Operations

Day-2 runbooks for operating Scrydon — backup, restore, migrations, license rotation, observability, SIEM forwarding, supply-chain verification, and upgrades.

Day-1 covers getting Scrydon installed. Day-2 covers operating it — backup, restore, migrations, license rotation, observability, and the runbooks your on-call team needs.
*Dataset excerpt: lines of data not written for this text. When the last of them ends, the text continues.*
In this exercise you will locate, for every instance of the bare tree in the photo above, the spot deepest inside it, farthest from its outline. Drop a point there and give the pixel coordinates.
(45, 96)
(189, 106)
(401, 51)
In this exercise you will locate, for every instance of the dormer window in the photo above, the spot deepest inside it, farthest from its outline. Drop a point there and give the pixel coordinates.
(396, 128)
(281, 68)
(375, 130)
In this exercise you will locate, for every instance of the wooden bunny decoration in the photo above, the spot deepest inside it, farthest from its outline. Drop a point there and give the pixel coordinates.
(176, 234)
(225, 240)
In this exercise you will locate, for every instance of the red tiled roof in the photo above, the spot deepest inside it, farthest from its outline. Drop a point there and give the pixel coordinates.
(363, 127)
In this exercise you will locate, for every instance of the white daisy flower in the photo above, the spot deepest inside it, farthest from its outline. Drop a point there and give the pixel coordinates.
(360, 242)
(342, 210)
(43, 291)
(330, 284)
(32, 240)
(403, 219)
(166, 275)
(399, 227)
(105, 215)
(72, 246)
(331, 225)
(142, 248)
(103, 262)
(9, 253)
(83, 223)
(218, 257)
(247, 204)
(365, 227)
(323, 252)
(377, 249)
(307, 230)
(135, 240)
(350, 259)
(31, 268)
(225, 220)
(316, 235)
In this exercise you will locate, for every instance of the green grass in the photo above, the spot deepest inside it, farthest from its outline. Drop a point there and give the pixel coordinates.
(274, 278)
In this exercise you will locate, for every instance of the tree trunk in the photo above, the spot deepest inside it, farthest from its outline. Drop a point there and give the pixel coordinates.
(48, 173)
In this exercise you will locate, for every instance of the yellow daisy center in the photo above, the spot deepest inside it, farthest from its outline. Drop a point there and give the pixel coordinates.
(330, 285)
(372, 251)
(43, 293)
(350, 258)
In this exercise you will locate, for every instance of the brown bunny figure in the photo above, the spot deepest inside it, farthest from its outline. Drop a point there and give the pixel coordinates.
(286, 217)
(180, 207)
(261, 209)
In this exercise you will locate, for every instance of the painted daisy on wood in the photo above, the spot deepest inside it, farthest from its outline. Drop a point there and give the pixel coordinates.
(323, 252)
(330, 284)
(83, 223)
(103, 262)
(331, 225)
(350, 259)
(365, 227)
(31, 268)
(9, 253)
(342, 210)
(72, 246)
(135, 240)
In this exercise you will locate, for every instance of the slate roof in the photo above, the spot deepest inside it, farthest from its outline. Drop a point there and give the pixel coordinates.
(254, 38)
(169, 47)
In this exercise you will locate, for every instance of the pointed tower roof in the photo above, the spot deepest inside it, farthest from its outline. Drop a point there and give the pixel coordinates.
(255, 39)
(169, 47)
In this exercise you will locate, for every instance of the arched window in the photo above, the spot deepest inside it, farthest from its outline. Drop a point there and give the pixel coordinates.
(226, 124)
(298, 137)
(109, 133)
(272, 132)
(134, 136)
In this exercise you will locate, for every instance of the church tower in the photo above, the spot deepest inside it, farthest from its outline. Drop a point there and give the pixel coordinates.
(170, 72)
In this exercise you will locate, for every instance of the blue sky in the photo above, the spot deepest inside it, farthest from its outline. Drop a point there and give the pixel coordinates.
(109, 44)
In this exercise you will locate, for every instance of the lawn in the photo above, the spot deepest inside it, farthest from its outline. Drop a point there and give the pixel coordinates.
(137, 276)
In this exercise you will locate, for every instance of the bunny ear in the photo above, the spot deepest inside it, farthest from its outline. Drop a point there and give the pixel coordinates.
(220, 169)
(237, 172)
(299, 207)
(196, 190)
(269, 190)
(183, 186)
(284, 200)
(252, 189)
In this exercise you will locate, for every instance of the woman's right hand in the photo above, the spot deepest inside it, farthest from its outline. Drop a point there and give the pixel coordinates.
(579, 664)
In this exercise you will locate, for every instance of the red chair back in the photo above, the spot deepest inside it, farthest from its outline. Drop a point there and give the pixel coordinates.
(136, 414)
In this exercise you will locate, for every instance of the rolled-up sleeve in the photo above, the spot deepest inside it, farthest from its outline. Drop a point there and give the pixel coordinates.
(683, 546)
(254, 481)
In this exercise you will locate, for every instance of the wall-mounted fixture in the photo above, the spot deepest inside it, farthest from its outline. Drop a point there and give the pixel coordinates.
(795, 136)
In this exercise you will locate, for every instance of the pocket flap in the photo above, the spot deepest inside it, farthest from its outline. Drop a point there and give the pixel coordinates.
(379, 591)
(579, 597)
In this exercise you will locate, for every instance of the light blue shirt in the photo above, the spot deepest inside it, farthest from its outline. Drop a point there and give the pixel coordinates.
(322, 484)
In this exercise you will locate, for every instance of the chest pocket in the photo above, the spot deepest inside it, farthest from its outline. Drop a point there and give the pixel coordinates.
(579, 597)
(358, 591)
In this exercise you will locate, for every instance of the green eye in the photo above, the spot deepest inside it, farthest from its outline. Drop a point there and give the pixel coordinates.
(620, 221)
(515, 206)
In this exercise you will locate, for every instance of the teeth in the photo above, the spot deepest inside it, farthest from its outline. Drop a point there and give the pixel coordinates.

Account recovery & re-running setup

Regain admin access after a lost password, and how to re-open the first-run setup wizard.

Backup & restore

What to back up, where the canonical state lives, and how to restore it.

Database migrations

How schema migrations are applied on upgrade.

License rotation

Apply a renewed license without downtime.

Observability

Platform metrics, dashboards, and the SLOs to track.

SIEM forwarding

Wire the audit log into Splunk, Datadog, Elastic, Sumo, or Sentinel.

Supply-chain verification

Verify signed Helm charts, signed images, and the SBOM.

Upgrade runbook

The order of operations for an in-place upgrade.

Day-2 expectations

For a steady-state Scrydon deployment, plan on:

Activity	Cadence
License heartbeat health check	Daily (automated)
Audit log review (focus events)	Weekly
Backup verification (restore-from-yesterday drill)	Monthly
Disaster recovery exercise	Quarterly
Minor version upgrade	Quarterly
Major version upgrade	Annually
Vulnerability scan + patch cycle	Continuous

What requires planned downtime

Most operations are non-disruptive. The exceptions:

Major version upgrades that touch the OLAP warehouse (StarRocks) typically require a brief read-only window while indexes rebuild.
Encryption-strategy changes (LOCAL → BYOK → HYOK) require re-encryption of secrets in place — typically a few minutes for normal-sized vaults.
Replacing PostgreSQL with a managed instance requires a one-time migration window.

Each is covered in the relevant runbook with the expected duration.

Where to look if something's wrong

Check the audit log first — most failures show up there with a structured *_FAILED event.
Check the platform metrics dashboard for the affected subsystem.
Check the relevant subsystem's logs (workflow runtime, analytics, ontology, copilot).
If the issue isn't visible in any of the above, contact Scrydon support with the audit log and dashboard screenshots.